The impact of the coronavirus crisis has seen many employers review their pay and bonuses strategies as well as adapt their employee benefits offerings to meet the new demands of employees working from home, increased concerns about mental and social health, as well as fears about physical health and safety.
REBA received 138 responses to the survey from its members, including organisations such as BT, Coca-Cola, Diageo, IHG, John Lewis Partnership, Kier Group, Manchester United Football Club, National Grid, National Trust, Ocado and TUI Group.
The survey revealed there has also been a dramatic shift in employee benefits take-up.
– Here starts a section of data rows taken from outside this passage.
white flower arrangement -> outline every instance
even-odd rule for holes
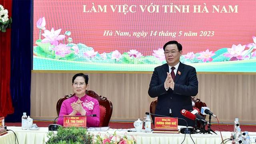
[[[10,28],[12,18],[9,20],[8,16],[8,10],[0,4],[0,31],[2,32],[6,32],[7,28]]]

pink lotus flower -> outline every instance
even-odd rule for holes
[[[77,45],[74,45],[72,47],[72,49],[74,49],[74,53],[77,55],[79,53],[79,49]]]
[[[162,48],[159,48],[158,50],[153,50],[153,51],[154,53],[152,53],[152,55],[158,59],[159,61],[162,61],[165,59],[164,51]]]
[[[39,29],[45,30],[46,24],[44,17],[40,18],[36,22],[36,27]]]
[[[107,54],[104,52],[100,54],[100,57],[102,58],[102,59],[106,59],[107,58]]]
[[[198,59],[202,59],[203,62],[212,61],[212,58],[211,57],[216,55],[212,51],[209,51],[209,49],[206,49],[205,51],[201,51],[199,53],[200,55],[197,58]]]
[[[253,48],[256,49],[256,37],[253,36],[252,39],[253,40],[253,42],[254,43],[249,43],[246,45],[246,47],[249,48],[251,48],[252,47],[254,47]]]
[[[140,59],[142,55],[143,55],[141,53],[139,52],[137,53],[137,58]]]
[[[191,60],[194,59],[196,57],[196,55],[194,54],[193,52],[190,52],[189,53],[188,53],[186,55],[184,55],[184,56],[185,57],[185,58]]]
[[[254,51],[254,52],[252,53],[252,57],[256,57],[256,50]]]
[[[136,49],[130,49],[127,53],[130,57],[138,57],[138,55],[140,55],[140,57],[142,56],[141,53],[136,51]]]
[[[66,55],[71,52],[72,51],[70,48],[70,47],[60,43],[59,45],[53,48],[52,50],[55,51],[56,55],[58,55],[62,57],[64,57]]]
[[[107,142],[108,142],[108,144],[110,144],[111,142],[111,141],[108,138],[106,138],[103,140],[102,141],[102,144],[107,144]]]
[[[119,52],[117,50],[116,50],[112,52],[111,54],[111,59],[116,59],[116,61],[119,60],[122,57],[122,55],[121,53]]]
[[[63,35],[59,35],[60,31],[61,29],[54,31],[53,28],[52,28],[50,32],[47,30],[45,30],[44,34],[42,35],[45,38],[42,40],[42,43],[46,43],[50,42],[51,45],[57,45],[59,44],[58,41],[62,40],[65,38],[65,36]]]
[[[92,50],[84,53],[84,55],[86,57],[90,57],[92,59],[92,57],[95,57],[98,51],[94,52],[94,50],[92,49]]]
[[[247,52],[244,50],[245,46],[245,45],[242,45],[241,44],[237,45],[233,45],[232,47],[227,49],[228,53],[224,54],[223,55],[230,57],[231,61],[244,59],[245,57],[243,55]]]
[[[126,142],[126,141],[125,141],[125,140],[123,140],[119,142],[119,143],[118,143],[118,144],[127,144],[127,143]]]

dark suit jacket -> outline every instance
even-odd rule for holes
[[[198,82],[196,69],[180,62],[175,75],[174,90],[169,88],[167,91],[164,88],[167,72],[169,72],[167,63],[156,67],[149,85],[149,96],[158,97],[156,114],[169,116],[171,108],[172,116],[184,118],[189,126],[194,126],[194,121],[185,117],[180,113],[180,110],[193,109],[191,96],[195,96],[198,93]],[[179,120],[178,124],[186,125],[186,122],[182,120]]]

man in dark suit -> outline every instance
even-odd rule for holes
[[[158,97],[155,114],[183,118],[194,126],[194,121],[185,117],[180,110],[193,109],[191,97],[198,93],[196,69],[180,61],[182,47],[177,41],[170,41],[163,48],[167,63],[155,68],[148,89],[151,97]],[[178,124],[186,125],[180,120]]]

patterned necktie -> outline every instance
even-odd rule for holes
[[[172,78],[173,80],[173,81],[174,81],[174,79],[175,79],[175,74],[174,74],[174,69],[175,69],[175,67],[172,67],[171,68],[172,69],[172,71],[171,72],[171,75],[172,76]]]

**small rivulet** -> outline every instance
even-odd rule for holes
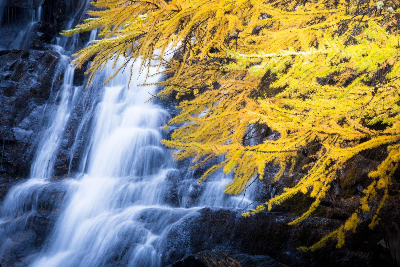
[[[371,228],[378,224],[400,159],[399,1],[92,4],[98,8],[89,12],[92,18],[64,32],[100,29],[102,38],[75,54],[76,67],[92,60],[90,79],[121,57],[116,73],[132,73],[138,58],[143,71],[160,67],[166,78],[156,96],[176,98],[180,112],[168,124],[181,126],[163,143],[178,150],[177,159],[194,157],[193,168],[224,157],[199,183],[222,168],[234,174],[225,192],[240,194],[265,177],[267,164],[280,167],[275,181],[290,175],[298,156],[312,149],[295,185],[243,213],[309,193],[314,202],[294,224],[315,211],[349,160],[379,149],[359,207],[336,231],[302,248],[318,249],[331,238],[342,246],[362,218]],[[276,138],[249,145],[257,128],[267,127]]]

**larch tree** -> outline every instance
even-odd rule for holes
[[[366,217],[371,228],[376,225],[400,160],[400,1],[92,4],[91,18],[63,34],[100,29],[101,38],[75,55],[76,67],[92,60],[90,82],[109,60],[116,73],[130,71],[131,76],[138,58],[144,71],[159,67],[166,78],[156,96],[176,98],[180,113],[168,124],[180,126],[163,143],[178,150],[177,159],[193,157],[194,168],[224,159],[200,183],[222,168],[234,173],[225,192],[240,194],[249,182],[265,177],[268,164],[279,167],[275,181],[290,174],[299,155],[312,147],[312,160],[302,166],[306,174],[295,185],[243,213],[309,193],[314,202],[295,224],[316,210],[346,163],[379,148],[384,156],[368,174],[371,183],[359,207],[339,229],[303,248],[318,249],[330,239],[341,247],[345,233],[355,231]],[[165,56],[168,53],[173,56]],[[265,125],[278,138],[253,145],[245,142],[249,129]]]

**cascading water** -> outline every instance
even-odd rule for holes
[[[72,26],[71,21],[67,28]],[[93,32],[90,38],[95,38],[96,34]],[[64,39],[59,43],[65,48],[68,42]],[[69,54],[61,47],[54,49]],[[157,103],[145,103],[157,88],[139,86],[144,82],[144,76],[139,74],[140,62],[135,63],[137,77],[129,86],[128,73],[120,73],[102,85],[113,73],[110,64],[96,74],[87,93],[83,94],[82,86],[73,85],[74,71],[67,63],[70,60],[62,56],[64,84],[53,98],[57,104],[51,105],[48,112],[51,117],[42,131],[30,178],[12,188],[1,206],[0,259],[30,218],[45,209],[57,214],[60,211],[60,215],[55,215],[58,218],[47,233],[44,245],[30,256],[26,265],[162,266],[169,231],[186,216],[201,207],[243,209],[252,205],[254,189],[249,189],[246,198],[222,193],[230,178],[222,172],[205,183],[196,205],[188,205],[196,180],[192,172],[186,172],[177,185],[179,203],[172,205],[166,199],[170,178],[178,175],[172,151],[160,143],[169,115]],[[153,76],[147,81],[152,84],[160,78]],[[69,171],[67,179],[53,181],[56,156],[71,114],[82,102],[89,107],[82,115],[69,162],[70,169],[81,145],[77,168],[80,171]],[[43,199],[43,192],[54,188],[62,197],[50,205]]]

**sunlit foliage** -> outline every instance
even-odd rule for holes
[[[276,181],[290,173],[298,156],[312,147],[313,160],[302,166],[306,174],[295,186],[243,214],[309,193],[315,201],[292,223],[296,223],[315,211],[346,162],[379,147],[383,159],[369,174],[372,182],[360,207],[308,248],[330,238],[340,247],[345,233],[366,217],[370,227],[377,224],[400,159],[399,1],[92,4],[92,18],[64,33],[100,29],[102,38],[76,54],[77,67],[92,60],[91,78],[108,60],[117,64],[122,57],[116,71],[132,71],[141,57],[143,71],[152,64],[165,70],[156,96],[176,99],[180,113],[168,123],[180,127],[164,143],[179,150],[177,159],[194,157],[194,167],[224,158],[200,183],[222,168],[234,174],[225,192],[239,194],[252,179],[264,177],[268,164],[280,167]],[[278,138],[250,145],[250,132],[263,126]]]

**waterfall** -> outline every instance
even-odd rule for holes
[[[40,19],[39,15],[34,18]],[[66,29],[73,21],[72,18]],[[92,31],[90,40],[96,34]],[[22,44],[21,40],[18,42]],[[170,115],[160,103],[146,102],[158,88],[140,85],[145,77],[140,74],[139,60],[129,86],[129,72],[119,73],[103,85],[114,71],[109,64],[85,89],[73,85],[74,72],[69,63],[68,47],[76,46],[64,37],[58,44],[62,46],[54,49],[62,56],[54,80],[63,71],[63,83],[58,92],[52,92],[54,102],[46,107],[48,118],[41,131],[30,178],[12,187],[0,207],[0,260],[40,211],[52,213],[55,222],[46,234],[44,245],[30,256],[26,265],[157,267],[164,265],[170,230],[186,217],[205,207],[252,207],[253,187],[245,196],[223,194],[232,177],[222,172],[216,172],[199,187],[187,166],[183,177],[179,177],[180,183],[172,184],[171,178],[182,171],[172,160],[173,151],[160,143],[163,126]],[[150,69],[150,73],[156,70]],[[154,84],[162,78],[153,75],[146,81]],[[53,181],[57,155],[78,104],[87,107],[77,126],[68,173],[66,179]],[[79,162],[75,172],[71,170],[74,157]],[[174,186],[178,187],[176,205],[167,200]],[[198,201],[191,204],[195,190],[199,191]],[[49,196],[54,192],[62,197],[52,199]]]

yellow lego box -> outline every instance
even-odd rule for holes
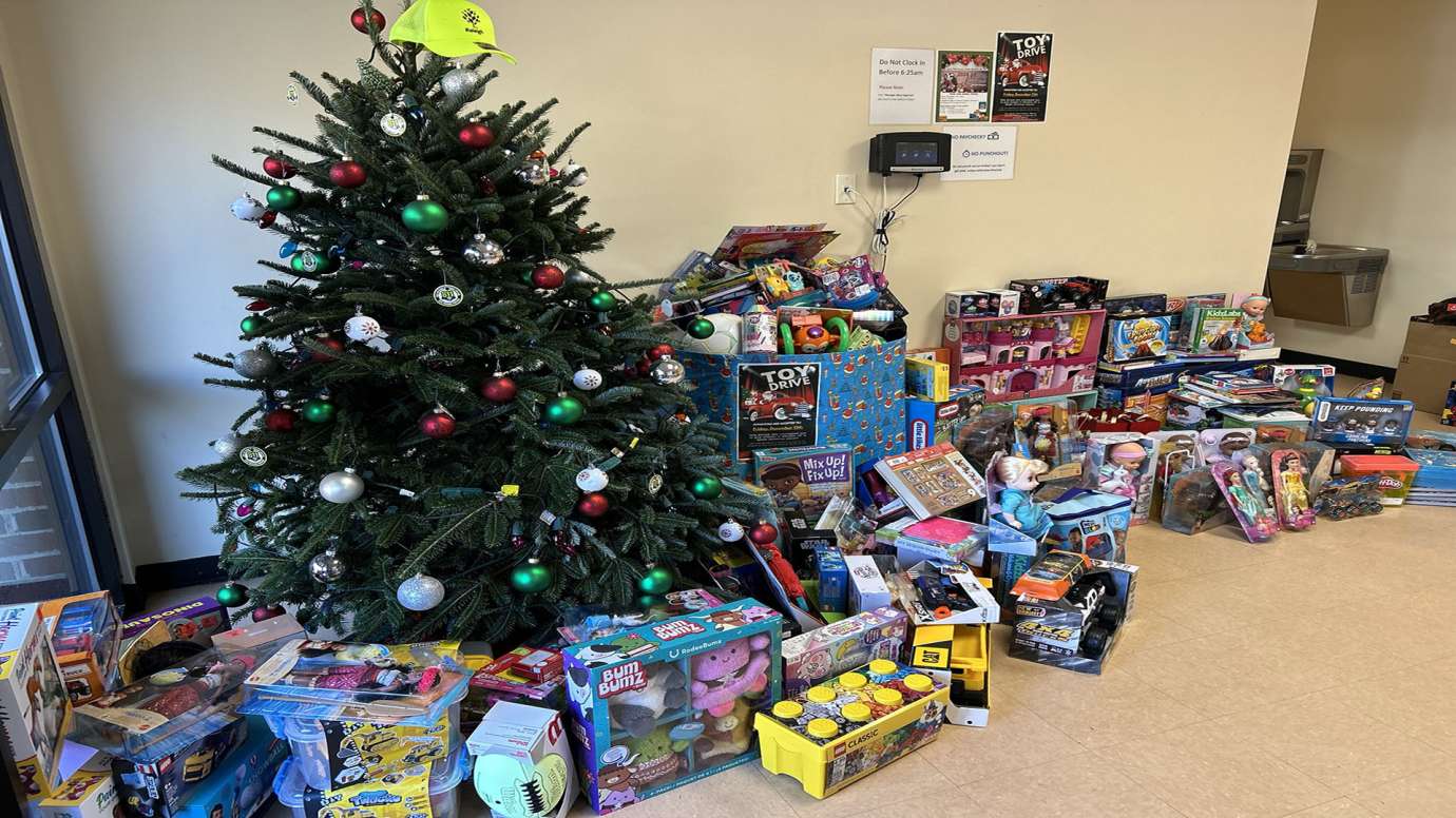
[[[875,659],[759,713],[763,769],[826,798],[935,741],[951,688],[914,668]]]

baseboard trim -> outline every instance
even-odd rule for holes
[[[1347,361],[1344,358],[1331,358],[1329,355],[1312,355],[1309,352],[1300,352],[1299,349],[1290,349],[1289,346],[1280,352],[1278,360],[1286,364],[1334,364],[1335,371],[1342,376],[1366,380],[1385,378],[1386,383],[1395,381],[1395,367],[1366,364],[1364,361]]]

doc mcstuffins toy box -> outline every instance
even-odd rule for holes
[[[604,815],[756,758],[751,716],[779,699],[782,627],[748,598],[566,648],[591,808]]]
[[[904,611],[882,607],[783,640],[783,694],[798,696],[871,659],[894,659],[910,629]]]

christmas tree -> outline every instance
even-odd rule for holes
[[[431,51],[365,3],[357,80],[291,74],[319,134],[255,128],[264,173],[213,157],[268,186],[233,213],[285,261],[233,288],[245,348],[198,355],[258,400],[220,461],[179,476],[217,504],[221,565],[246,582],[220,598],[258,619],[291,603],[368,640],[521,635],[667,591],[751,514],[648,298],[620,294],[651,282],[582,261],[612,236],[577,192],[585,125],[552,144],[555,99],[472,111],[483,63],[508,57],[453,6],[469,42]]]

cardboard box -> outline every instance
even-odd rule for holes
[[[70,731],[71,699],[55,661],[39,604],[0,607],[0,726],[28,802],[50,798],[61,783],[61,739]]]
[[[121,614],[109,591],[41,604],[71,704],[84,704],[121,681]]]
[[[492,815],[563,818],[577,802],[566,726],[546,707],[502,702],[466,739],[475,790]]]

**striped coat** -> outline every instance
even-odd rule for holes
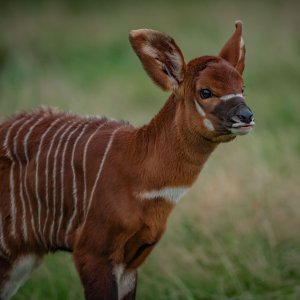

Sizeable percentages of respondents reported increased usage of virtual GPs (37.8%), cycle-to-work schemes (43.4%) and bereavement and/or trauma counselling (32.3%) – all of which have clear links to the COVID-19 crisis and its impact on employees.
Employers have also taken steps to introduce specific benefits to help protect staff in the workplace, with almost half issuing employer-supplied face masks in response to the virus, while just over one in ten are offering COVID-19 diagnostic tests (11.8%) or COVID-19 antibody tests (10.2%) to staff.
For those no longer in the workplace, either due to being furloughed or because they are now based remotely, employers have taken steps to try and ensure they keep in touch and help staff continue to feel engaged and part of the company.
Nearly three quarters (74.0%) have increased their usage of social media apps, such as Slack, over the past few weeks, while even more employers have been making use of online classes (85.9%), team activities (90.8%) and company-wide communications (96.7%), such as radio shows and CEO videos, to help colleagues stay in touch.
The survey also investigated the use of insurance benefits, how annual leave is being affected and future plans for using the Coronavirus Job Retention Scheme.
The impact of coronavirus has been immediate and far reaching. It is also clear that this crisis is not over. Many employers in REBA’s survey were still undecided about the action they would take with regard to pay, executive remuneration and even redundancies, highlighting that employers’ responses will continue to evolve as lockdown eases and things return to a new version of normality.
Download the full results from the REBA’s latest snap shot survey. You can also find the results from previous surveys in the reports section.
The author is Dawn Lewis, content editor at REBA.
This snapshot survey was conducted between 9 June and 17 June 2020 to gain fast-track insight into decisions about pay and benefits being taken by employers in response to the huge economic impact of coronavirus and COVID-19 on UK and global businesses.
In total, the businesses that responded to the survey represent more than half a million employees, across industry sectors including financial services, technology, retail and engineering. Around four fifths (79.7%) of respondents were from the private sector.